En una de sus expediciones, quedó encantado con la tremenda vista del delta cuando subió a una loma ubicada a unos tres kilómetros del arroyo homónimo al del paraje, y supo que quería ese lugar para establecerse con su familia. Por ese motivo años más tarde agregó un mirador sobre una torre de tres pisos en el casco de la estancia.
El gobernador de Buenos Aires le debía bastante dinero de varios préstamos que le había hecho así que buscó una forma de cobrárselo que les sirviera a ambos. Además, tenía la excusa perfecta para que le concedieran esas tierras, era el lugar ideal para establecer una calera que abasteciera las obras en construcción en la cercana ciudad porteña.
Ni lerdo ni perezoso, el gobernador aceptó enseguida y así comenzaba la historia de la familia Narbona de este lado del río. Lo primero fue la construcción de los hornos para poner en funcionamiento la calera lo más pronto posible. Para eso, había que talar montes nativos y limpiar el predio, lo cual demandaba gran cantidad de mano de obra barata, cosa que ya tenía. Años más tarde, con el casco de la estancia terminado, se pudo establecer con su mujer y su hija como quería. Por pedido de los vecinos de la zona, terminó construyendo también una capilla para la que mando traer la imagen de la Virgen de la Candelaria desde Buenos Aires, capilla que luego fuera el sepulcro de la misma familia.
Narbona fue un hombre visionario para su época, supo aprovechar las riquezas que el territorio le presentaba, como el ganado cimarrón y los montes nativos que también sumaron a su enriquecimiento. Pero además fue precavido, sabía que ese enriquecimiento le provocaba enemigos, y que el mismo terreno que lo enriquecía, lo ponía en una ubicación donde ocurrían enfrentamientos continuos entre españoles y portugueses. Por tal motivo fue que mandó construir un túnel desde la capilla hasta el arroyo, en caso de ser necesario salir huyendo del lugar. Pero también le sirvió cuando llegaban los barcos cargados de esclavos, “tumbas negras” les decían, como lugar de retención mientras los vendía.

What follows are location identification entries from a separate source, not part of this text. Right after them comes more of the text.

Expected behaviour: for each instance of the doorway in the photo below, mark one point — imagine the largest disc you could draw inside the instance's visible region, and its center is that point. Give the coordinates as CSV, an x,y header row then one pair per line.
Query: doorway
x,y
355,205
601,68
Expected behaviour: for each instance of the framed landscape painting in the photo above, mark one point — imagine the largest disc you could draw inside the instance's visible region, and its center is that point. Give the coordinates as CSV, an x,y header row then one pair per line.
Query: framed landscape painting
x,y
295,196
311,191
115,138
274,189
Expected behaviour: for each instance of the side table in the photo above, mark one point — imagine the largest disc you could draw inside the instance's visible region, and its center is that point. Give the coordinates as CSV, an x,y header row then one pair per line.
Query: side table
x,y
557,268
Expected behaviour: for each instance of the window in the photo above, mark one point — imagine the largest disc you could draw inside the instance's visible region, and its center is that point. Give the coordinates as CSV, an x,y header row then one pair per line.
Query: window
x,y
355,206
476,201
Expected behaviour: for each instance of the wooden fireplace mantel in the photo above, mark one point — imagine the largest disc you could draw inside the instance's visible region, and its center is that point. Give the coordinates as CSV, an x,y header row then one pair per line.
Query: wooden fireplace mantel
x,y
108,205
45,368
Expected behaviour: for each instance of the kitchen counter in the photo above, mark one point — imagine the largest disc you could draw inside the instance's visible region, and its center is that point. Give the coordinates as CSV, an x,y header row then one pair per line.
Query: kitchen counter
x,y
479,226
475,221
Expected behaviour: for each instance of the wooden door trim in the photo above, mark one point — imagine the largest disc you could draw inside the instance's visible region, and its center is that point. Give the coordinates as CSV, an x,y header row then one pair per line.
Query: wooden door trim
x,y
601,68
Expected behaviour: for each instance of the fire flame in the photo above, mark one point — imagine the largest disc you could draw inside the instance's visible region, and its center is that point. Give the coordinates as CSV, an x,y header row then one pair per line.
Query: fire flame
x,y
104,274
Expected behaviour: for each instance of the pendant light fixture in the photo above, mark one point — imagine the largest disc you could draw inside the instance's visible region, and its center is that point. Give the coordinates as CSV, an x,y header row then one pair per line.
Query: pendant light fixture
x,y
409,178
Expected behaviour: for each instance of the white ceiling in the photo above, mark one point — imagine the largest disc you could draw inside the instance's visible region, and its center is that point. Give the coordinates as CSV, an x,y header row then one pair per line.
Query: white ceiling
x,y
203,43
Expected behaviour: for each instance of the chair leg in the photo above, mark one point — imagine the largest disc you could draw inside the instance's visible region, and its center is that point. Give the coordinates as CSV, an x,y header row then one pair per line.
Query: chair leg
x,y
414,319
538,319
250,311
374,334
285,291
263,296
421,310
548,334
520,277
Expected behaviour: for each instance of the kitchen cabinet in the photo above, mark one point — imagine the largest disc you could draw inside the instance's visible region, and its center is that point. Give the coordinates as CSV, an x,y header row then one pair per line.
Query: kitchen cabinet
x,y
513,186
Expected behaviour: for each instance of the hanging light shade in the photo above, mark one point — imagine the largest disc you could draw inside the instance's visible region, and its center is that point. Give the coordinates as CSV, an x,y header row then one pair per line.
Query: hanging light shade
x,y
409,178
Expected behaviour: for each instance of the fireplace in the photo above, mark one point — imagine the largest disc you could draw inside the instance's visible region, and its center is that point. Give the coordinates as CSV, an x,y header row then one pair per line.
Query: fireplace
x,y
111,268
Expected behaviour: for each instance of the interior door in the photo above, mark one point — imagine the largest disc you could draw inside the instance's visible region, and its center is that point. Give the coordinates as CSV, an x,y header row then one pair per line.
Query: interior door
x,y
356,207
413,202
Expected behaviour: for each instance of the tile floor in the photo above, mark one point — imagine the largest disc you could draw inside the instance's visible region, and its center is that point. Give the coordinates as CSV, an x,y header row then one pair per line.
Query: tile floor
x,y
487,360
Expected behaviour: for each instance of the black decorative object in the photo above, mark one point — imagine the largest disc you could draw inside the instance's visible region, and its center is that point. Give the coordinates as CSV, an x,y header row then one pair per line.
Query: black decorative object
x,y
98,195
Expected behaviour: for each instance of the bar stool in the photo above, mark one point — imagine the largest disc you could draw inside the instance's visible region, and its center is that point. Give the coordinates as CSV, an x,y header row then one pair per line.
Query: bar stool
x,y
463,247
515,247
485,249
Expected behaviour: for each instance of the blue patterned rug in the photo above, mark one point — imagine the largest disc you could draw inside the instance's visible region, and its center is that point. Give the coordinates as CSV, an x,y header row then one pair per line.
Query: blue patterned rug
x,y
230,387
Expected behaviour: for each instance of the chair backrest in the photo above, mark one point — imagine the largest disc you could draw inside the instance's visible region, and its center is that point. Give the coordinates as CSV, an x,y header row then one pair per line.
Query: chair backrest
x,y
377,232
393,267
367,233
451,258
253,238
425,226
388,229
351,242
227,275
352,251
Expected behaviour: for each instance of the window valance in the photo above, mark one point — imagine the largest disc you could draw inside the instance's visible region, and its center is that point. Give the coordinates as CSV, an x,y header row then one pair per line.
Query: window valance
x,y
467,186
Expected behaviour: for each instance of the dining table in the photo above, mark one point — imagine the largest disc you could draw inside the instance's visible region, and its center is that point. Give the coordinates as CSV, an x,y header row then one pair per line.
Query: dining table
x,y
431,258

Cuando los Jesuitas se instalaron en el cercano paraje de las Vacas, donde establecieron todo un sistema de economía sustentable muy moderna para la época, Narbona pensó que sería una competencia para sus negocios. Desde panaderías, herrerías, hasta la producción de ladrillos, tejas y por supuesto cal, supuso el inicio de una época muy productiva para la zona, que demandaba gran cantidad de esclavos, que Narbona traficaba, resultando en una alianza perfecta.